Feb. 28, 2013
The following is a Statement of
Matthew L. Myers
, President, Campaign for Tobacco-Free Kids:
A study published today by researchers at the Centers for Disease Control and Prevention (CDC) shows a significant increase in awareness and use of electronic cigarettes, which are not currently regulated by any government agency to protect public health. Manufacturers have exploited this regulatory loophole to aggressively market e-cigarettes, often with claims that they can help smokers quit or that they are a safe alternative to traditional cigarettes. Due to the lack of regulation, no one knows how much nicotine and other substances are in the different e-cigarettes, and manufacturers have not had to provide any scientific evidence to support their claims or to comply with public health regulations intended to protect consumers from deceptive claims.
The growing use of e-cigarettes and the unproven health claims being made about them underscore the need for the Food and Drug Administration to quickly assert authority over all tobacco products, including e-cigarettes. The FDA announced in
that it intended to do so, but over two years later, it has yet to act.
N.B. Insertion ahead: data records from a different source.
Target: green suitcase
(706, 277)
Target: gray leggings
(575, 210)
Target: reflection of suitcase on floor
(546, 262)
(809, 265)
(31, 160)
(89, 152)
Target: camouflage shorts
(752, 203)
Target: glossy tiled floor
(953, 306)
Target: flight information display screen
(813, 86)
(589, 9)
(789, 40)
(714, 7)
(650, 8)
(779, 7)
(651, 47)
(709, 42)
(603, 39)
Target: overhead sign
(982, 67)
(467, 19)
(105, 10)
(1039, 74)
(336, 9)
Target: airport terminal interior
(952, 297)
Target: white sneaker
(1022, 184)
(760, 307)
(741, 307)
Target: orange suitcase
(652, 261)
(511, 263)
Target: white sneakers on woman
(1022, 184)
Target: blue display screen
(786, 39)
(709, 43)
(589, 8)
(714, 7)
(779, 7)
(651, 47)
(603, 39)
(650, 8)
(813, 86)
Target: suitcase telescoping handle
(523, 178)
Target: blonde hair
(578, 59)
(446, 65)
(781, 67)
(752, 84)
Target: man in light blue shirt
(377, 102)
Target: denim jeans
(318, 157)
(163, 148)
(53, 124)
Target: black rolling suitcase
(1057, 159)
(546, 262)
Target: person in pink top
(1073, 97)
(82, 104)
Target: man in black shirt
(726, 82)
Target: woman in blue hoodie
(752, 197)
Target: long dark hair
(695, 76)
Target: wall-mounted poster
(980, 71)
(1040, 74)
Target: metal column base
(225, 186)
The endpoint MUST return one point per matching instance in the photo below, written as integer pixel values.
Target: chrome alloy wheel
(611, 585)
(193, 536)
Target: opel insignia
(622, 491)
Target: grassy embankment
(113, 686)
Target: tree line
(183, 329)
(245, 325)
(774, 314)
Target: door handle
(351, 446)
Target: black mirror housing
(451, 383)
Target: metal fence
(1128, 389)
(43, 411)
The landmark 2009 tobacco regulation law directed the FDA to regulate cigarettes, smokeless tobacco, cigarette tobacco and roll-your-own tobacco. The law authorized the agency to extend its authority to all other tobacco products.
The FDA must act quickly to close gaps and loopholes in the law and ensure that all tobacco products and products that claim to help smokers quit are regulated to protect public health. If e-cigarette manufacturers want to claim that their products can help smokers quit, they should be subject to the same rigorous scientific review as other smoking cessation products. If they want to claim that e-cigarettes are a healthier alternative to other tobacco products, they should follow the process established by the 2009 law for doing so. The law establishes safeguards to ensure that such claims are supported by science and don't do more harm than good by encouraging kids to start using tobacco or discouraging current tobacco users from quitting.